This article by Lauren Tappan
A team of Indian scientists led by Dr. Indumathi Mariappan was able to grow complex eye-like organs in the lab by allowing the cells to organise themselves in three dimensions. The miniature eye closely resembles the developing eyes of an early-stage embryo. The eye-like structure consists of miniature forms of retina, cornea and eyelid. The results were published in the journalDevelopment.
“It took about four–six weeks for the eye-like structure to form from iPS cells. We then removed the cornea-like structure for further study,” says Dr. Mariappan from the Centre for Ocular Regeneration at the LV Prasad Eye Institute and the corresponding author of the paper.
The cornea has three layers — epithelium (outer layer), stroma (middle layer) and endothelium (inner layer). “All the three layers of the cornea were observed, indicating that the mini-cornea had developed correctly,” she says. “The cornea initially forms as a simple bubble-like structure which is very delicate to handle. It later matures to form a thick cornea-like structure over a period of 10-15 weeks.”
The corneal epithelial sheets that would be used for treating the damaged eyes were then grown in the lab using small pieces of the mini-cornea containing the epithelium and a portion of the stroma. The stem cells present in the tissue pieces proliferated and gave rise to a uniform sheet of epithelium of about 2.5 cm by 2.5 cm size.
The team is currently focusing on testing the usefulness of the corneal cells grown from iPS cells in restoring vision in animal models (rats). “We will soon be starting the animal experiments,” she says. Trials on human subjects will be considered if the animal experiments turn out to be safe and effective in restoring vision.
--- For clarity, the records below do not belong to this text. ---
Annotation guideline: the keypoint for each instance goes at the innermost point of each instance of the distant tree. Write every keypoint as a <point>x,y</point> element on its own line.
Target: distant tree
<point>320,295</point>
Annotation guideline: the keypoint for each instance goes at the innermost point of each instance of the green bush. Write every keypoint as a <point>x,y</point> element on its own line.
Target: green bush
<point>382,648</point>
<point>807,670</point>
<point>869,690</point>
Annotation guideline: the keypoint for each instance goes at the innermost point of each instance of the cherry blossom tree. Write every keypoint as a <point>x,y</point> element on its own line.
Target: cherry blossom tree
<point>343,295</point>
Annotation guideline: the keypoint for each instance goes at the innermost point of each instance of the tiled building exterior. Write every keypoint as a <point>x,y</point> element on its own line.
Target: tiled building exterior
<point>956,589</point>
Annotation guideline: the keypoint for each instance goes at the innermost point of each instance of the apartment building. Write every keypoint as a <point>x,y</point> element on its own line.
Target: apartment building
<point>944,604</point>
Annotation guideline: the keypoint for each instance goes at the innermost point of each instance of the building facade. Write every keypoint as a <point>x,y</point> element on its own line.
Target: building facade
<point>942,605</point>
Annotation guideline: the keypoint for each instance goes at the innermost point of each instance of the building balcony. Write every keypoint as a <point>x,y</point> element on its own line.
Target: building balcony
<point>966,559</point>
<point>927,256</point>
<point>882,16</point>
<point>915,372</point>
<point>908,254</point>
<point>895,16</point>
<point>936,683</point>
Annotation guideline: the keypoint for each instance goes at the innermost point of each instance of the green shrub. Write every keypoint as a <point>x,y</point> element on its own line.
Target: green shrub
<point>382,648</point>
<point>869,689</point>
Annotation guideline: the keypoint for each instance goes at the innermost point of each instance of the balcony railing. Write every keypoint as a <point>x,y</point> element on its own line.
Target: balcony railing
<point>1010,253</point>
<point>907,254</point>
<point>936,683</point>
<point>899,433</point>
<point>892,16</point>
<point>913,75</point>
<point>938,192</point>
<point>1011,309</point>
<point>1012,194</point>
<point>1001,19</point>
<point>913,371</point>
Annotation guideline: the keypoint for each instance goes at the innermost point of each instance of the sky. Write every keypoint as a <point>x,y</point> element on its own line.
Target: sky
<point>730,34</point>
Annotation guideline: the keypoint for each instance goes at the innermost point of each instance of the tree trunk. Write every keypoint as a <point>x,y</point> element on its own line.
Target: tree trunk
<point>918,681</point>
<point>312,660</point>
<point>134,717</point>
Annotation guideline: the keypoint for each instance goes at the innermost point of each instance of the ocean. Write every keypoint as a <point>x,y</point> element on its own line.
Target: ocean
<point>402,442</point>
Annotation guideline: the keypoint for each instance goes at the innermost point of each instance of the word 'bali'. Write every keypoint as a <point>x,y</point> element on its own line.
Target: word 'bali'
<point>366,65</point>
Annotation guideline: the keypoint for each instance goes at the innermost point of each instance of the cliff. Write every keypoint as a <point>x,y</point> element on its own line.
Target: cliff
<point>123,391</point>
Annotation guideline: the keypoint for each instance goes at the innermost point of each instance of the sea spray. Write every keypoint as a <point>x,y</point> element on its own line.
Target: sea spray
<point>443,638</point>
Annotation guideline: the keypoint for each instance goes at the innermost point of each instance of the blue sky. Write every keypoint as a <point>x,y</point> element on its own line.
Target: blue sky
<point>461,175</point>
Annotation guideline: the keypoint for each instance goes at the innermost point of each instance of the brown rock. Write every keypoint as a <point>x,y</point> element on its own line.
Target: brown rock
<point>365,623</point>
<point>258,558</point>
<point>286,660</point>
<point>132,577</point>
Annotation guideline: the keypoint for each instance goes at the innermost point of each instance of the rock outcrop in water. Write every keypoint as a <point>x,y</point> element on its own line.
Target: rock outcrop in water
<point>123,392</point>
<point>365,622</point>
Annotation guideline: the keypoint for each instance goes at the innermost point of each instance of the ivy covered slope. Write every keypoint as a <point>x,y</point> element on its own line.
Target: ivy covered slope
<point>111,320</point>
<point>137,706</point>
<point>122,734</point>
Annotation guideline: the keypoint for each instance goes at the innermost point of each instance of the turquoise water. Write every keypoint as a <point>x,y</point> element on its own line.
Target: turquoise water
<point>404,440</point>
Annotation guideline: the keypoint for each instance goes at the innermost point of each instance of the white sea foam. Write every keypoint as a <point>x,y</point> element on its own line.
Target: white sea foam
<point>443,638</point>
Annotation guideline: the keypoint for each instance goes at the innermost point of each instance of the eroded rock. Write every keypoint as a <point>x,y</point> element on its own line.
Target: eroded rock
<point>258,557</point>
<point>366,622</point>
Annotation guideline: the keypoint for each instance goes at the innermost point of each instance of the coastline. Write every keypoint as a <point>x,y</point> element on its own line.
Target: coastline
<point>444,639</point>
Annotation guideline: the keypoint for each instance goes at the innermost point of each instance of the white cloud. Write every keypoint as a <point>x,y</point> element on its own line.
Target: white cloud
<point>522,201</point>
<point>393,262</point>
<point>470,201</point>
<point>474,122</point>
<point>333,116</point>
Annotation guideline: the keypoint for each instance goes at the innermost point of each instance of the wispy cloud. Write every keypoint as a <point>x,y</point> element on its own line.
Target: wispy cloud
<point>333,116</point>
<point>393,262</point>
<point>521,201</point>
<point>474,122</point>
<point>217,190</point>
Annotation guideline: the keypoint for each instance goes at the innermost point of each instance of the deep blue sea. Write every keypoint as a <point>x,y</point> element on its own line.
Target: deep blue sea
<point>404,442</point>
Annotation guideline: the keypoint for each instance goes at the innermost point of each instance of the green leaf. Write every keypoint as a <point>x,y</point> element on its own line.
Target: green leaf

In parallel, the researchers are also working on producing mini-retinal tissue and actively exploring iPS cell-derived retinal tissues for treating several retinal diseases such as age-related macular degeneration (AMD), retinitis pigmentosa and certain forms of congenital blindness seen in children and young adults.
Already, retinal cells grown using human embryonic stem cells and iPS cells are being tested in clincal trials in a few countries to treat retinal diseases.